British journalist Clare Sambrook on just another day in Britain:
“You’re a big boy now so I have to search you,” said the immigration officer to the five-year-old, donning latex gloves and patting him down at a Heathrow Airport detention facility run by outsourcing giant G4S.
The child had been booked into Terminal 4’s “short term holding facility” as a “visitor” which meant that his detention would have gone unrecorded but for a surprise visit by two of Her Majesty’s Inspectors of Prisons on 3rd March this year.
The boy, an EU national, had been returning home to Britain with his father, a non-EU national, after a family visit to the father’s country of origin. The Inspectors noted that the child was detained “without the necessary authority”.

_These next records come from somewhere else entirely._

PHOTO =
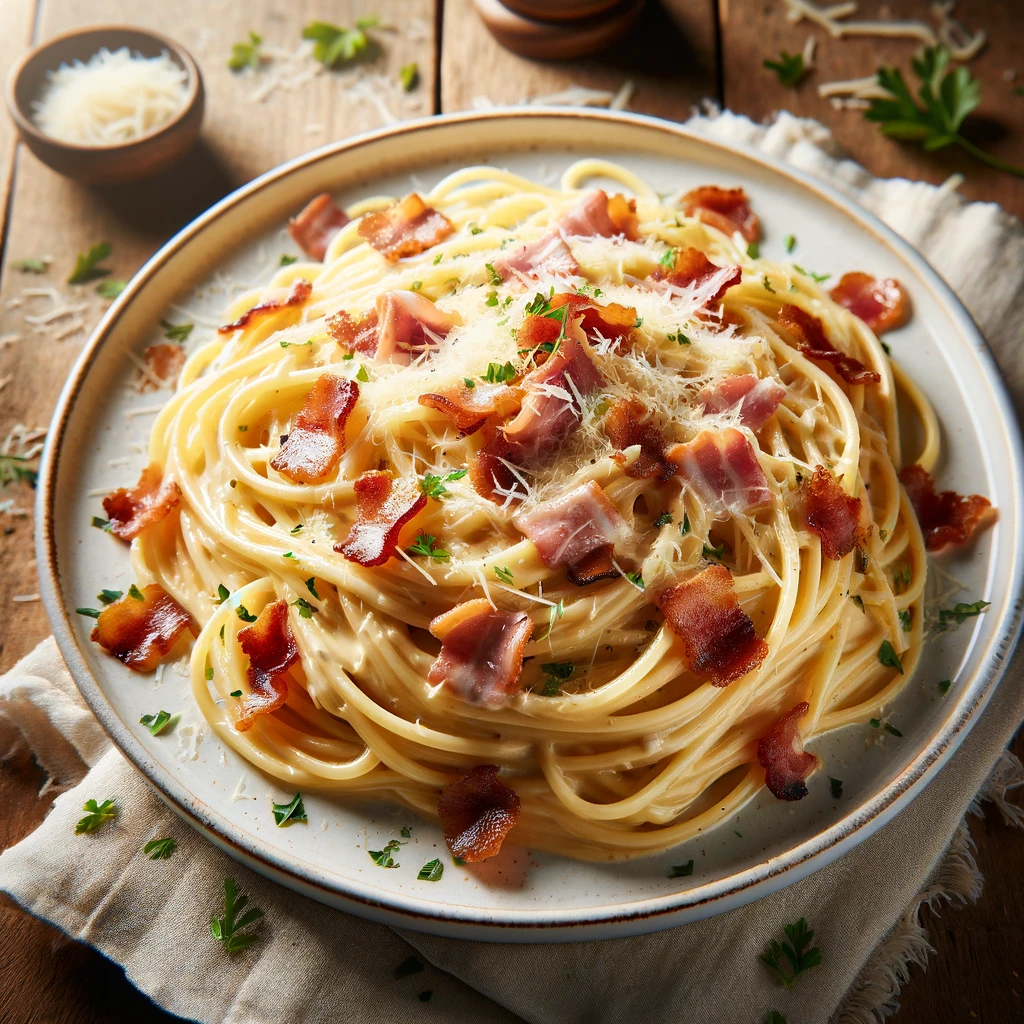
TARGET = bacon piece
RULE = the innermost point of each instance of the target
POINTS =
(597, 213)
(597, 565)
(547, 255)
(297, 295)
(726, 209)
(271, 649)
(163, 363)
(833, 514)
(945, 517)
(481, 651)
(570, 527)
(410, 324)
(782, 756)
(132, 509)
(317, 439)
(140, 633)
(809, 333)
(354, 334)
(882, 304)
(468, 408)
(406, 228)
(477, 811)
(692, 269)
(718, 636)
(316, 224)
(723, 469)
(757, 398)
(627, 424)
(382, 507)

Their “Report on an unannounced inspection of the short-term holding facility at Heathrow Airport Terminal 4”, published today [8], found that in three months to February 2011 the lock-up had held 78 children, including eight unaccompanied minors. Their average stay was 9.9 hours, twelve children were held for more than 18 hours — the longest detention being 23.9 hours. Not all staff were CRB checked.
This, more than a year after the Coalition Government pledged to end the detention of children for immigration purposes, and six months after deputy prime minister Nick Clegg claimed it had been accomplished [9].…

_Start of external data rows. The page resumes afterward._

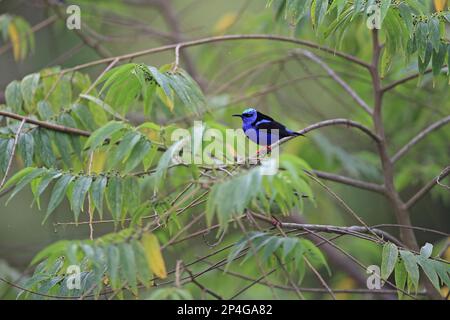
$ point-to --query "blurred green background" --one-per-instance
(129, 26)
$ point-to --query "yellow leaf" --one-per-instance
(15, 40)
(440, 5)
(153, 254)
(225, 22)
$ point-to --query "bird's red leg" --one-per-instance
(267, 150)
(275, 222)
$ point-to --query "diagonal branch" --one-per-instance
(407, 79)
(332, 122)
(349, 181)
(425, 189)
(230, 37)
(337, 78)
(419, 137)
(44, 124)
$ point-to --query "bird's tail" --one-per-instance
(296, 134)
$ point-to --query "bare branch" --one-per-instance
(406, 79)
(352, 230)
(47, 125)
(425, 189)
(337, 78)
(231, 37)
(419, 137)
(349, 181)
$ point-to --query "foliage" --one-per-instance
(17, 30)
(79, 144)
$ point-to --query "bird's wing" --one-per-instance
(262, 116)
(272, 125)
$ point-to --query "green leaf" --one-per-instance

The five-year-old subjected to the latex “rub-down search” then witnessed his father’s humiliation. The father’s phone was confiscated, but, say the Inspectors, he was not offered the free telephone call to which he was entitled.…
Instead of being taken to the family room, which had children’s toys, books and posters (but no natural light nor access to fresh air), the father and child were held in the adult room.